Annihilator varieties, highest derivatives, Whittaker functionals, and rank for unitary representations of GL(n,R)

TL;DR

This paper explores the structure of irreducible unitary representations of GL(n,R), linking annihilators, Whittaker functionals, and highest derivatives, and introduces a refined notion of rank for these representations.

Contribution

It establishes new connections between annihilators, Whittaker functionals, and highest derivatives, and proposes a refined rank concept for unitary representations of GL(n,R).

Findings

Connected annihilators with degenerate Whittaker functionals.

Related annihilators to highest derivatives sequence.
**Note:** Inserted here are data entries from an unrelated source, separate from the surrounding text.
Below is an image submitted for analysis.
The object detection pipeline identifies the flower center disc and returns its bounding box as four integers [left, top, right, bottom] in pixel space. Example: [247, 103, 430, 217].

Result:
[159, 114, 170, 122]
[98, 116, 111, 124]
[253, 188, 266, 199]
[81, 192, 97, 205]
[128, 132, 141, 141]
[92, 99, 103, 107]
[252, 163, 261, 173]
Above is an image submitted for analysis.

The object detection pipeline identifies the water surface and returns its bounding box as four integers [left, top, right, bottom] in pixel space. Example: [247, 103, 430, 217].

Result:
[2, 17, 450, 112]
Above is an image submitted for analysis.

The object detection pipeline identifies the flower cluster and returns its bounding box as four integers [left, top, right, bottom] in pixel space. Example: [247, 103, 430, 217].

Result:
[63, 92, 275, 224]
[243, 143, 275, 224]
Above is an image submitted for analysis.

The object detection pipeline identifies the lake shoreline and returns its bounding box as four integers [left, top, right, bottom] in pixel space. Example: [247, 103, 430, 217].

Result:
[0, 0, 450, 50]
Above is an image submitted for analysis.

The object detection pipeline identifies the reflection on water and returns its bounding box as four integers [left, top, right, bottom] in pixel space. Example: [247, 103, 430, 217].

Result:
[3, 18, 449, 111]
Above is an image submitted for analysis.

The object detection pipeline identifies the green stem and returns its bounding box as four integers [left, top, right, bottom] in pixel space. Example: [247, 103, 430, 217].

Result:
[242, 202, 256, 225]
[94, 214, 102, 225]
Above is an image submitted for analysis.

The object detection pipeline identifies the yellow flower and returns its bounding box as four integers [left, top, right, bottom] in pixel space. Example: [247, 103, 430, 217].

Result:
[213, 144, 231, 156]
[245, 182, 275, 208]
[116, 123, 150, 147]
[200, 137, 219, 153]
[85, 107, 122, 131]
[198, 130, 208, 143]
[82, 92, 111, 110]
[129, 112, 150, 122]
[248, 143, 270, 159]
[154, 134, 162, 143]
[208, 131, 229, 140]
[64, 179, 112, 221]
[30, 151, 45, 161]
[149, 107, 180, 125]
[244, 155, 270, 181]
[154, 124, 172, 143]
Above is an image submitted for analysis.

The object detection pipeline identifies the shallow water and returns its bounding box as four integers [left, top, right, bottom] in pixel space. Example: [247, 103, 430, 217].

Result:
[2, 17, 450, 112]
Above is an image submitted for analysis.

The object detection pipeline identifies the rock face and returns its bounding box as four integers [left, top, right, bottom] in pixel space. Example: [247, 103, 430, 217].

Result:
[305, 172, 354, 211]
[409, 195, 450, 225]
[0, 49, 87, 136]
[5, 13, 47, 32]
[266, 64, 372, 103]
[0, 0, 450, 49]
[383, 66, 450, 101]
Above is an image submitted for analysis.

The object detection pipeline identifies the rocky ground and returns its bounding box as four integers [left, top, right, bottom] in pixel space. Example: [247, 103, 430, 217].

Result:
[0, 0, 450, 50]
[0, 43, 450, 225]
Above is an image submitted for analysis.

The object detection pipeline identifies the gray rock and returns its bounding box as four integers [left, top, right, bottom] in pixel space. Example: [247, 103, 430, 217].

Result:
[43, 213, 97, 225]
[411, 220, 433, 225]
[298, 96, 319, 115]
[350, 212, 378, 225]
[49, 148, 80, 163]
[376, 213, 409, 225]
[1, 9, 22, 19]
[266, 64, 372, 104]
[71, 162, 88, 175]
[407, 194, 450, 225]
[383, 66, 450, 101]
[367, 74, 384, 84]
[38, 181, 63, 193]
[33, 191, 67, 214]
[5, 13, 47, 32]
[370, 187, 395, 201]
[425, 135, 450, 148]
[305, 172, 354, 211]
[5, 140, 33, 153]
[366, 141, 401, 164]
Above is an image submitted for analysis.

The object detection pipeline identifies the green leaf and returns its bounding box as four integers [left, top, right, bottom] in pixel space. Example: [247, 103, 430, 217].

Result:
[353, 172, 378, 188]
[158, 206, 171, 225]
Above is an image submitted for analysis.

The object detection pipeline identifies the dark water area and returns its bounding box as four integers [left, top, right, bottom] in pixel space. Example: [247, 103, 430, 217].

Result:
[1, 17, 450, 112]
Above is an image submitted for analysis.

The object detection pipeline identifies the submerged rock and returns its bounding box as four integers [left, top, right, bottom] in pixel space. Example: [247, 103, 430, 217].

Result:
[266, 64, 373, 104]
Computed highest derivatives for most unitary representations.

Abstract

In this paper we study irreducible unitary representations of GL(n,R) and prove a number of results. Our first result establishes a precise connection between the annihilator of a representation and the existence of degenerate Whittaker functionals, for both smooth and K-finite vectors, thereby generalizing results of Kostant, Matumoto and others. Our second result relates the annihilator to the sequence of highest derivatives, as defined in this setting by one of the authors. Based on those results, we suggest a new notion of rank of a smooth admissible representation of GL(n,R), which for unitarizable representations refines Howe's notion of rank. Our third result computes the highest derivatives for (almost) all unitary representations in terms of the Vogan classification. We also indicate briefly the analogous results over complex and p-adic fields.